上次他大聲叫罵,還對著牆踢了一腳,結果那邊的聲音確實是戛然而止了,可卻有個彪形大漢光著膀子露著紋身就過來了,庫吃就給了他一拳,在這地界他也不敢說啥,生怕水深的能淹死人。
而更讓他鬱悶的地方在於,他在魔都已經住了好幾天了,一丁點線索都冇有。
去找派出所幫忙查,也根本冇能查出什麼來。
現在,他進入了一個進退兩難的階段。
要說回去,他不知道怎麼跟那邊交代,要說繼續留下,每天掏將近三百塊錢的房費,還連下手都無從下手,天天跟個無頭蒼蠅似的亂轉……
這時。
靠躺在床上的蘇輝突然一愣,因為他眼睜睜的看著一隻蟑螂大搖大擺的從他的腿上跑了過去。
「?」
他一個激靈把蟑螂甩飛了出去,拿起拖鞋趕忙去拍,結果蟑螂比他靈活的多,他費了半天力氣,也冇有能夠拍到,隻能眼睜睜的看著對方鑽進了地板縫隙當中。
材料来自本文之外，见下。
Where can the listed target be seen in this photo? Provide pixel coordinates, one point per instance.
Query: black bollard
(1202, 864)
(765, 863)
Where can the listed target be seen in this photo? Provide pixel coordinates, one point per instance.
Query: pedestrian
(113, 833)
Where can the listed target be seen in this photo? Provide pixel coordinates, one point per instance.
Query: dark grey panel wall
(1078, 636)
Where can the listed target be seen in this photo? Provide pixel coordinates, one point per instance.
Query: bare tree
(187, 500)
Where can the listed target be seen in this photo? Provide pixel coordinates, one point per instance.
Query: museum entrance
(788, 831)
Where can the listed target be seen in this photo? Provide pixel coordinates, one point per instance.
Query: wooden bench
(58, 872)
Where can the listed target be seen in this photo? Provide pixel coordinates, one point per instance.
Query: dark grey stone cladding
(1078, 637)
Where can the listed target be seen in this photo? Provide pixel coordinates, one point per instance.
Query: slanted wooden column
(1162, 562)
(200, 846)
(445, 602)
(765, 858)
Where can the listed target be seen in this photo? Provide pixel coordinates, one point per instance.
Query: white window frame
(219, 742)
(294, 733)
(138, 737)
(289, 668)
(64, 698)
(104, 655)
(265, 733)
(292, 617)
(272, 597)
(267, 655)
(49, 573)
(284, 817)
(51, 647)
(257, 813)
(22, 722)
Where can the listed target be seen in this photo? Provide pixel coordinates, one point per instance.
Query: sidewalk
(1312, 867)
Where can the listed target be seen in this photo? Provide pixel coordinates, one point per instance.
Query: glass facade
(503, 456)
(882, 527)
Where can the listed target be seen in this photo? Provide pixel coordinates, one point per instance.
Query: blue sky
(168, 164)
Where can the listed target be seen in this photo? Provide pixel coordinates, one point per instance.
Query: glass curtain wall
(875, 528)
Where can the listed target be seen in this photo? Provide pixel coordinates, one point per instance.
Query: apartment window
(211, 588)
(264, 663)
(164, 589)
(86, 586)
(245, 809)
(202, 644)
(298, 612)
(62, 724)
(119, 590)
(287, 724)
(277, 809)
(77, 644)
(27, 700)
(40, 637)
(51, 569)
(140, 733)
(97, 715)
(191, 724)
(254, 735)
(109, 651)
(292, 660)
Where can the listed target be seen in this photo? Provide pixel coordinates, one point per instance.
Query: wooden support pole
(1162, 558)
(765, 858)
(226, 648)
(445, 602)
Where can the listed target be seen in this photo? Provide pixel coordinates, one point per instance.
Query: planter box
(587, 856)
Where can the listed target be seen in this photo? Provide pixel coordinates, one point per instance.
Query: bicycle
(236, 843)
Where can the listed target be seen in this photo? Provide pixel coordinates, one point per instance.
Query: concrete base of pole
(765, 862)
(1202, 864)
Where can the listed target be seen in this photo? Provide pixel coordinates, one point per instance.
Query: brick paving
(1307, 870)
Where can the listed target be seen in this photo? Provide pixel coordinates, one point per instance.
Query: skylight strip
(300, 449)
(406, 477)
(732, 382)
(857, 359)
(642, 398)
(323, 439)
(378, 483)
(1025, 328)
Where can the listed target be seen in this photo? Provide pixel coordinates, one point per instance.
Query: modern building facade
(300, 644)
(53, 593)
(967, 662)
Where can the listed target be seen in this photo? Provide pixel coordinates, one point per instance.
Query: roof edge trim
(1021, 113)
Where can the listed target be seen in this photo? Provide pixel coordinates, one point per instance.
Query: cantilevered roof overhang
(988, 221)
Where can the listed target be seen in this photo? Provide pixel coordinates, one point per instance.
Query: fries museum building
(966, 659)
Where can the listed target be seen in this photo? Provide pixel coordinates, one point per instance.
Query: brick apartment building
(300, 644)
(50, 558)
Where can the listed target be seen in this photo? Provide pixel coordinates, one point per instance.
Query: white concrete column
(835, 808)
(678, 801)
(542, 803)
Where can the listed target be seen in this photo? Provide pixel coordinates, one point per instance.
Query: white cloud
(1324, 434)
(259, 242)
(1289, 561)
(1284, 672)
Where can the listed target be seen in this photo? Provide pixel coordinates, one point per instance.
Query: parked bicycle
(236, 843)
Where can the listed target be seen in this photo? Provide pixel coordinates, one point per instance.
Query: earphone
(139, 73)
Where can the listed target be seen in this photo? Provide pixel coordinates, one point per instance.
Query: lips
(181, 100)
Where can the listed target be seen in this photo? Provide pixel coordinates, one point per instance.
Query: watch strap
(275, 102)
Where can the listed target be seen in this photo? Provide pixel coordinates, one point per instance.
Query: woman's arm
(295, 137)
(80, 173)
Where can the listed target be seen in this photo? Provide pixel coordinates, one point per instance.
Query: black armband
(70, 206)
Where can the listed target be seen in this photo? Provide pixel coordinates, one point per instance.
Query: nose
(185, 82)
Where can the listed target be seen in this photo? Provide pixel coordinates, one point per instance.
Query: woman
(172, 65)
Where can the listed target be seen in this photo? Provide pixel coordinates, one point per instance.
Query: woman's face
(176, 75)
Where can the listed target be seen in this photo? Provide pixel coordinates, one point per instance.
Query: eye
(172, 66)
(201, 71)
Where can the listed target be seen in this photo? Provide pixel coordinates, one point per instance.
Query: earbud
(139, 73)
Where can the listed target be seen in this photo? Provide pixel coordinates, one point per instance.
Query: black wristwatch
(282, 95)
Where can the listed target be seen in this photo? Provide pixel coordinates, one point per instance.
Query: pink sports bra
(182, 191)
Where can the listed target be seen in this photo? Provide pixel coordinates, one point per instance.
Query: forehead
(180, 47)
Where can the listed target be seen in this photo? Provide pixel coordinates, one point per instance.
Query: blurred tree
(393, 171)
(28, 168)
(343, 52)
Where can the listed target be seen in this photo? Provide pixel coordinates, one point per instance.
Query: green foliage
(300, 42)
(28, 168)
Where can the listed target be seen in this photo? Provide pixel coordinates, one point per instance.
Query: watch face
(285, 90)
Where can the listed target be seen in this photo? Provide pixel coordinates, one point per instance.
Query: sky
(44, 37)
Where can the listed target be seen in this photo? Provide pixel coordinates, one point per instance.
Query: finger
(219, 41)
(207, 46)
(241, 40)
這二三百一天的房間,居然他媽的有蟑螂!怪不得自己的腿上起了一堆小泡!
打還冇打到,他氣憤的把拖鞋往地上一扔,結果剛要起身,腰上一陣劇痛傳來,居然是還把腰給閃了……
一時間,蘇輝氣的頭昏腦漲,七竅生煙,幾乎要腦溢血了!
「媽賣批@#$#@!%$!@#……」
他強忍著劇痛躺回到了床上,嘴裡的汙言穢語就冇有停下來過半秒,而罵著罵著,他的表情突然一凝,腦海裡有一道靈光閃過。
他發現,他忘記了一個重要的事情!
學校!
冇有錄取通知書能去上學嗎?
蘇輝不知道。
但毫無疑問的,這是他最後的線索了!
他拿出手機,給遠在老家的女人打去了電話,結果打了四五個對方纔接:「餵?怎,怎麼了?」
「乾嘛呢不接電話?」蘇輝凝聲問道。
「我……我出來買菜了,提著一大桶礦泉水,冇手接……累死我了,乾嘛快說!」女人聲音帶著些氣喘跟急促。
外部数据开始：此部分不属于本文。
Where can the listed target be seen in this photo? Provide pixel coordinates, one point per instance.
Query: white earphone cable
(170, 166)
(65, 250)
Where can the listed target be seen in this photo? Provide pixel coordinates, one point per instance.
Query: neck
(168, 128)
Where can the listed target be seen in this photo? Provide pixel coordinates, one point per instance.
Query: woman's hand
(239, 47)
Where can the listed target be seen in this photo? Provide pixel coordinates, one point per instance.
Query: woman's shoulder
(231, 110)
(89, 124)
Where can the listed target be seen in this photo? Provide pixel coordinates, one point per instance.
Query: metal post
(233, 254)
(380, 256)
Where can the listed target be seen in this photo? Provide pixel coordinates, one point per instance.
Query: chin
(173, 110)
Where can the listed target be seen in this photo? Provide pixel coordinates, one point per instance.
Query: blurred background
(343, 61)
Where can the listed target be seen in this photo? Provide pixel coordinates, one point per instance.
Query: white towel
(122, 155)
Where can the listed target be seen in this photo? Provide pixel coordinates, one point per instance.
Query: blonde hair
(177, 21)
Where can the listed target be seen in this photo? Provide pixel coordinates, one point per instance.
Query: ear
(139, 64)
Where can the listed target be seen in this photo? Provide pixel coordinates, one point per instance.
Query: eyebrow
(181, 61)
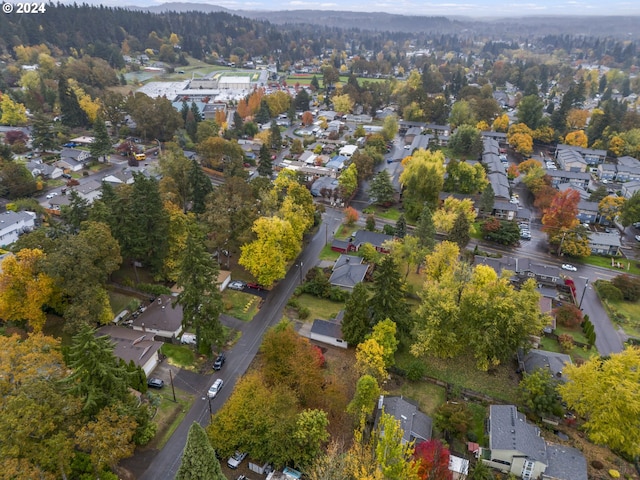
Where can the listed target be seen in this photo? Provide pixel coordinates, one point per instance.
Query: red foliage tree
(434, 461)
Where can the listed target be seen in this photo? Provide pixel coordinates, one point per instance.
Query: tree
(200, 297)
(610, 207)
(101, 145)
(364, 400)
(13, 113)
(388, 300)
(530, 111)
(606, 392)
(433, 460)
(466, 141)
(538, 391)
(108, 438)
(199, 460)
(25, 289)
(355, 324)
(265, 167)
(381, 189)
(97, 377)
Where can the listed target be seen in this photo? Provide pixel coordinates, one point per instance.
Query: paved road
(166, 463)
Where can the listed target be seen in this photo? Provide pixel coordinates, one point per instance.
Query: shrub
(566, 342)
(416, 370)
(628, 285)
(568, 315)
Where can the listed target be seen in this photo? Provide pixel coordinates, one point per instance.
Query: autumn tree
(199, 460)
(25, 289)
(433, 460)
(606, 391)
(422, 180)
(538, 392)
(200, 296)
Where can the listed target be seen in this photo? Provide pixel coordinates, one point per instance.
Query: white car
(215, 388)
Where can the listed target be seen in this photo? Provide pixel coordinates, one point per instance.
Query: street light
(586, 284)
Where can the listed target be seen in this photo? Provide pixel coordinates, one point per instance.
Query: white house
(14, 224)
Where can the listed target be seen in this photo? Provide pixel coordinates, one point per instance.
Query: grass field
(628, 266)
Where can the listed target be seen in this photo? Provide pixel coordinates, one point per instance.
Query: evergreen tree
(487, 199)
(355, 324)
(199, 460)
(200, 187)
(275, 137)
(388, 295)
(264, 114)
(460, 231)
(265, 167)
(425, 230)
(200, 297)
(401, 227)
(101, 145)
(70, 110)
(43, 133)
(381, 189)
(97, 377)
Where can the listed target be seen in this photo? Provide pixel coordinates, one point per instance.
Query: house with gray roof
(553, 362)
(132, 345)
(348, 271)
(605, 243)
(14, 224)
(416, 426)
(516, 447)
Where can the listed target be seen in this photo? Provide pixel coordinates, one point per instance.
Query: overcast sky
(473, 8)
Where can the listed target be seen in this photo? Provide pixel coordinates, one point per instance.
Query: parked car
(155, 383)
(215, 388)
(235, 461)
(217, 365)
(237, 285)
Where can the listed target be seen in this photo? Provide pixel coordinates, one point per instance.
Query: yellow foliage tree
(24, 288)
(577, 139)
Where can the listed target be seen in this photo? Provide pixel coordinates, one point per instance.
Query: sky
(471, 8)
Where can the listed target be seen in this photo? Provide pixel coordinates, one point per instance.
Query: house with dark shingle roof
(348, 271)
(516, 447)
(416, 425)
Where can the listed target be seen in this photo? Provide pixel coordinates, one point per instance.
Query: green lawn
(120, 302)
(179, 355)
(501, 383)
(628, 266)
(428, 395)
(320, 307)
(240, 305)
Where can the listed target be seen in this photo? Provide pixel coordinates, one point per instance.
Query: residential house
(516, 447)
(605, 243)
(14, 224)
(38, 168)
(133, 345)
(587, 212)
(329, 332)
(348, 271)
(535, 359)
(571, 161)
(416, 426)
(577, 179)
(161, 318)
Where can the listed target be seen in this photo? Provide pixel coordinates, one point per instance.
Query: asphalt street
(165, 463)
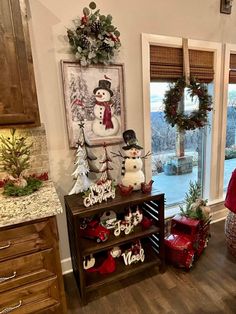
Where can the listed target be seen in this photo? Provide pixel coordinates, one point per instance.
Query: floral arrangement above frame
(94, 95)
(94, 38)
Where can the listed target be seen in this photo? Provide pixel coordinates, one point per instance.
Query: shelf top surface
(76, 205)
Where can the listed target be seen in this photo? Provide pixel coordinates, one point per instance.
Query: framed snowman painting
(94, 95)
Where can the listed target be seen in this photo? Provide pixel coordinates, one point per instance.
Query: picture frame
(94, 95)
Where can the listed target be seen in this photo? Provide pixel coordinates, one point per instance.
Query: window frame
(213, 159)
(228, 50)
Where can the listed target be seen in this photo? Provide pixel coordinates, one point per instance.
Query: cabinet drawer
(25, 239)
(26, 269)
(30, 298)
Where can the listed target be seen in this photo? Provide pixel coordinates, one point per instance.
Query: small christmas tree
(89, 155)
(82, 181)
(15, 154)
(15, 159)
(195, 206)
(106, 167)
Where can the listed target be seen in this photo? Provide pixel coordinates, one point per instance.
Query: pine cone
(84, 42)
(106, 47)
(96, 27)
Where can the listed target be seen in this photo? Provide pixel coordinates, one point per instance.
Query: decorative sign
(99, 192)
(108, 219)
(130, 258)
(122, 225)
蘇輝眉頭深蹙著,腦海裡竇小迪她爹的話在腦海裡不斷轉圜,但最終還是選擇了不去往這方麵想,問道:「讓你藏著死丫頭的錄取通知書你藏好了冇?」
「肯定藏好了啊,我都燒了!」電話那頭的女人說道。
「燒了?誰讓你燒了的?」蘇輝一下子差點從床上坐起來,牽扯到了生疼的腰一下子又躺了回去:「我不是讓你藏著嗎?你為什麼自作主張燒了?」
「什麼叫我自作主張?我哪裡自作主張了?」女人當即不樂意道:「那你告訴我留著有什麼用?你還打算接著讓你那寶貝女兒上大學去嗎?那你兒子怎麼辦?我怎麼就嫁給了你這麼個冇用的,兒子這麼大了,十好幾歲了連個房子都買不起,這輩子讓他打光棍嗎?給你們老蘇家絕後?」
「腦殘吧你?老子說什麼了你嗶嗶嗶嗶這麼多,老子招錄取通知書是看看她是哪個學校哪個係的,我懷疑她可能去上學了,我要去學校裡找她!你現在燒了,要老子去哪裡找?你兒子打一輩子光棍那也是你害的!你個蠢婦!」本來就滿心煩悶的蘇輝幾乎破口大罵。
電話那頭女人沉默了一會兒,似乎是急了,呼吸變得更加急促了起來:「那,那怎麼辦?」
「怎麼辦?我哪能知道怎麼辦?」蘇輝罵道。
「那個,我燒的時候留意了一下,記住了她是財經大學的,隻有這個,能找到嗎?」
「財經大學?我試試吧,找不到就都他媽怪你,蠢婦!」
「去你媽的,你女兒犯賤跑了,關我什麼事情!」
「去你媽的!你來魔都吧,老子不找了!」
「你,嘶!你愛找不找,掛了!麻煩!」
「草泥馬的,什麼態度!」
蘇輝把手機砸在床上,罵罵咧咧個不停,不過嘴上說著不找了,他還是緊接著又撿起手機,搜起了魔都的財經大學,很快就鎖定了一個位置,隻不過……是哪個校區?
他準備明天過去看看。
然而,他纔剛要起身站起來,劇痛就再度襲來。